I know firsthand from the
experiences my now-retired wife had as a teacher not to far from Sandy Hook what that has been like, including the incessant school shooter drills.
I think I even shared a previous anecdote
about the day she arrived at her desk to find a five-gallon bucket and plastic tarp on it with no note or explanation. Only later did she learn its purpose was for sheltering in place.
Certainly, this is not the first generation of schoolchildren raised and trained for existential threats. I recall the nuclear attack drills I participated in as an elementary school student in the
aftermath of the Cuban missile crisis in the early 1960s.
Like a bucket and tarp, the drills didn't seem all that prudent -- they consisted of ducking our heads under our desks and remaining
quiet.
I know the indirect trauma of that affected me at some deep-rooted level, but I never had to experience what I was preparing for firsthand, and I have no idea how I might have responded
as a witness if confronted by news media afterward, but I'm pretty sure I would not be calm and collected the way Weston Halsne appeared.
This is not by any means a knock against him. He
seemed very brave to me.
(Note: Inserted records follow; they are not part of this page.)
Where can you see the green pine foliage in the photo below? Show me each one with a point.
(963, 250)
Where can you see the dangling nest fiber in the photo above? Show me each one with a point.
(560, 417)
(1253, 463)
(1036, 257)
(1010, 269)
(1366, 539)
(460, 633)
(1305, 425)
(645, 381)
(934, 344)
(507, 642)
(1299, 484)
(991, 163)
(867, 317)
I just find it sad -- and particularly noteworthy -- that a 10-year-old witness to a school shooting could be that way.
Kids are not supposed to be calm and collected
in the face of horror like that.
And if that's what they've become, I'm calling them Generation D, because we've raised a generation of children who -- due to repeated exposure to something
horrific and unimaginable -- have grown desensitized to it when it actually happens.
Now, as for our lawmakers and civic leaders responsible for the lax gun-control policies contributing
to it -- well, they became desensitized a long, long time ago.
Maybe someone should coin a generational moniker for them too.